[ Reviewed by: Calyst ] - [ Date: Sunday, 9th December, 2001 ]

 

Brumal Quest marks Kona's 15th in his long line-up of SP maps for Quake 1 and 2, but this one separates itself from the rest of the pack with its theme - snowy medieval. An intriguing style indeed, and it works great, but it would've gone better with darker ambient lighting.

 

Layout is reminiscent of Satyr - routing begins at the outermost rim, flowing inwards, crisscrossing at points, but generally upwards to teleport to the second map. The second map is a one-two punch - enter a fortress, then exit and leave (entry and exit both meet with opposition as expected). Architecture is excellent, and complex at that - lots of attention to detail. The proof is in the wall and floor-ceiling designs sprinkled around, as well as in the varied textures. Surprisingly consistent with each other considering how many there are, so layers don't appear odd as they might in other styles. Mostly wood and stone variants that at first seem to provide a completely new style, but on closer examination is somewhat medieval.

 

Variation continues in the gameplay, which likes to have the upper edge - many enemies spawn in after a button push or after key targets are eliminated. And the enemies themselves are a varied lot with their new snowy skins (one exception: shambler), plus a breed of modified "fiends" (gremlins?) without the normal rapaciousness.

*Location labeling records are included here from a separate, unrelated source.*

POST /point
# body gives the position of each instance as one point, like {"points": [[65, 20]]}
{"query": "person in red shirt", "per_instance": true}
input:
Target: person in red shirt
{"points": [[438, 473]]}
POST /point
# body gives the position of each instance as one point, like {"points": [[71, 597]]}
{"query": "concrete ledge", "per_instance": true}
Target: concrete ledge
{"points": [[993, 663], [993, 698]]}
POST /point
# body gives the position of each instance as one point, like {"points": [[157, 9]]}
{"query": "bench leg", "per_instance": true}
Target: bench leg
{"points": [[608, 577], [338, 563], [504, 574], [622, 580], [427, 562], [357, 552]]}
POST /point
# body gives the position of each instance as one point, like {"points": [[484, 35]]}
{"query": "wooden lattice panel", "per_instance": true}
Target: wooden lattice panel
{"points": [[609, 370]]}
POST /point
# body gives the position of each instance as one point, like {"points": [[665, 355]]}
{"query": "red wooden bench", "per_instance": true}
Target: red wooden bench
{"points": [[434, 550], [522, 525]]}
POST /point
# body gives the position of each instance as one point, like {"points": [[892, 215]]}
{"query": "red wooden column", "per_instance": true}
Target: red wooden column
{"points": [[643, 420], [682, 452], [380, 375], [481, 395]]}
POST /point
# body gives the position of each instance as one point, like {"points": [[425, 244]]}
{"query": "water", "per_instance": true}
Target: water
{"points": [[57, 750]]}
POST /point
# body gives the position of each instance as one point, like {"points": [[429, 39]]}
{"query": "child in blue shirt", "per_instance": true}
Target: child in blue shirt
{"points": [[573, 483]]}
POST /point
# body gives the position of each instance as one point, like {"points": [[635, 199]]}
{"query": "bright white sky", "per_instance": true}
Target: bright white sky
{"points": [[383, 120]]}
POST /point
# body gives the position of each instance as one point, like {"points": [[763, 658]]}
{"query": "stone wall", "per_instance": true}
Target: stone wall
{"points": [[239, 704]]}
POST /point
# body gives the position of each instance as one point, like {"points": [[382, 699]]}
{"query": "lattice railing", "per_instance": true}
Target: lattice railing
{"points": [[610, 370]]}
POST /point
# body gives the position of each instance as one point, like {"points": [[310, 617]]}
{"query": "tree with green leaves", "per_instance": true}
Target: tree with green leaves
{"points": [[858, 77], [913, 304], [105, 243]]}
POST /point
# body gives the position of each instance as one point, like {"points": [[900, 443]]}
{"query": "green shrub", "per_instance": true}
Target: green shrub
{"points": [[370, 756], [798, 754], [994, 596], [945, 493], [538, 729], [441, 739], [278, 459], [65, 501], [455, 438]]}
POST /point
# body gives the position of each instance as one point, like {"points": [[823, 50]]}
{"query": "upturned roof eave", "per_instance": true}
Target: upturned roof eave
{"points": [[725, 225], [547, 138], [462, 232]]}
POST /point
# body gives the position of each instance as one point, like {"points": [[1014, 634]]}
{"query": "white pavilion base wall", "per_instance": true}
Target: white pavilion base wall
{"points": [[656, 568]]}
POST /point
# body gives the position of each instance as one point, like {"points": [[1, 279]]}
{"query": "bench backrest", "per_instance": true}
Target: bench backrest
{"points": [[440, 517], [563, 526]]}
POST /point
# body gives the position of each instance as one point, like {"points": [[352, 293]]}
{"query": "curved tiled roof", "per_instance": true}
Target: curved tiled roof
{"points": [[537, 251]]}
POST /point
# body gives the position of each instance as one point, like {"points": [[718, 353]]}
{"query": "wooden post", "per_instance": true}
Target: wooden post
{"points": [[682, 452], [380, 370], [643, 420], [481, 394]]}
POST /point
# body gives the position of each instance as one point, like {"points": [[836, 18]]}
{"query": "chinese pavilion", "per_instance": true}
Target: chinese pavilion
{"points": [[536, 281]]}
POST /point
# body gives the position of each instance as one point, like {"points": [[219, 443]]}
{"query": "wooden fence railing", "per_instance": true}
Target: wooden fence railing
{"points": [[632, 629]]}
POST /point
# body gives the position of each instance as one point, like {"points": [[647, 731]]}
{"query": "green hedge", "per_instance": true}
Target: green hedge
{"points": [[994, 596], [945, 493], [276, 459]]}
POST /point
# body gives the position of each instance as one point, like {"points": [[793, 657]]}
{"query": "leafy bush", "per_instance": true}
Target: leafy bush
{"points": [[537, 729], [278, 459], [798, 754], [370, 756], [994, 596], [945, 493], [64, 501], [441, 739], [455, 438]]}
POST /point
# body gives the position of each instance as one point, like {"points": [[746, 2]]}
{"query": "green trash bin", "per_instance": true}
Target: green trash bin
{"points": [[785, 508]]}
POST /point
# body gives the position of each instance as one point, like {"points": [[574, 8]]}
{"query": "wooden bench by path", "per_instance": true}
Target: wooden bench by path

Unfortunately this breed doesn't seem to have any combat strengths - or if it does, it's not appropriately used. There's a bit more faulty enemy placement with a few shamblers and certain ogres, but overall combat strives for fairness. Health is quite competitive compared to the amount of fighting, but ammo tends to be more generous. Combat is definitely challenging but not quite intriguing - there's lack of progression, and no one particular fight stands out. No set-pieces except in the second map. And a rather rude closing battle - it opens you up to attack from multiple angles way too abruptly without a good aversion method.

 

The combat isn't all that compelling and the ambient lighting a bit bright for Quakey purposes (at least on idgamma/GLQuake), but Brumal Quest packs good, tough action into some highly impressive, snowy architecture. Very nice overall.